This work was financially supported by the Natural Science Foundation of Jiangsu Province Education Office (grant No. 04KJB150015). We also thank Dr Zaichao Zhang for his support.

supplementary crystallographic information

Comment

The crystal structure of ATPA (Beck & Sheldrick, 2008) is the precursor of the synthesis of a wide range of contrast agents with different amide-bound aliphatic side chains, which modulate their physical and physiological properties (Ziegler et al. 1997). However, to the best of our knowledge, there is no information about the structural characterization of its transition metal complexes.

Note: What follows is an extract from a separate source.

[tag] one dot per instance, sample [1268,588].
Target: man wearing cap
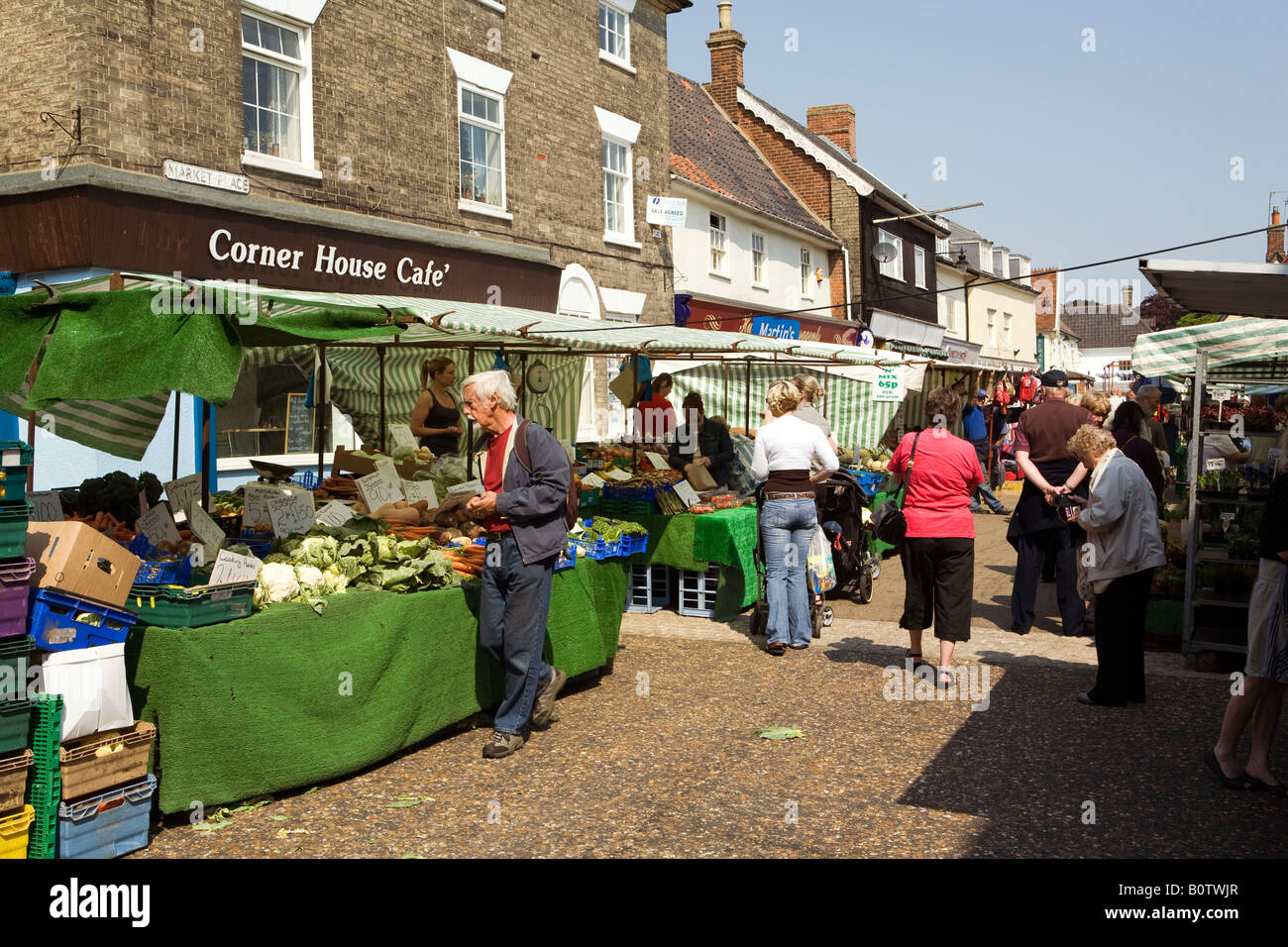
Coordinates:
[1038,528]
[975,423]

The molecular structure of the title complex comprises of polymeric chains which extend along the c-axis. In the chain, each Co atom shows a distorted octahedron environment with a [3N+3O] coordination: three nitrogen atoms originate from pyridines, one oxygen from a water molecule and two oxygen atoms from two ATPA ligands. The two CO₂^- groups of the ATPA ligand coordinate to Co²⁺, bridging the Co metal centers. The bond lengths of the distorted octahedron are presented in Table 1. The average Co—N bond distance of the three pyridine ligands is 2.171 Å. The Co—O bond lengths in the title complex are slightly longer than those in the reported coordination polymers of cobalt and 1,3,5-benzenetricarboxylate (2.055 (2) Å) (Livage et al., 2001). The bond angles shown in Table 1 demonstrate the distorted octahedron in the Co coordination center. Compared with the data of the free ligand ATPA (Beck & Sheldrick, 2008), the C—O bond lengths are lengthened, the C—I and C—N bond distances are almost unchanged and the O—C—O bond angles are slightly expanded when the carboxylate groups are coordinated to central cations. The Co—N(py) and Co—O(H₂O) distances are in good agreement with those in diaqua-diformato-dipyridine-cobalt(II) (Zhu et al., 2004), where they are equal to 2.159 (4) Å and 2.143 (3) Å, respectively. A classic O—H···N hydrogen bond is formed by the coordinating water and the uncoordinated pyridine molecule (Table 2).

Experimental

0.29 g (1 mmol) Co(NO₃)₂.6H₂O was dissolved in 10 ml ethanol, 0.54 g (1 mmol) 5-amino-2, 4, 6-triiodoisophthalic acid was dissolved in 10 ml pyridine. To mix two solutions gave a pale purple solution which was stirred at room temperature for 2 h, then filtered. After several days well formed light purple single crystals were obtained.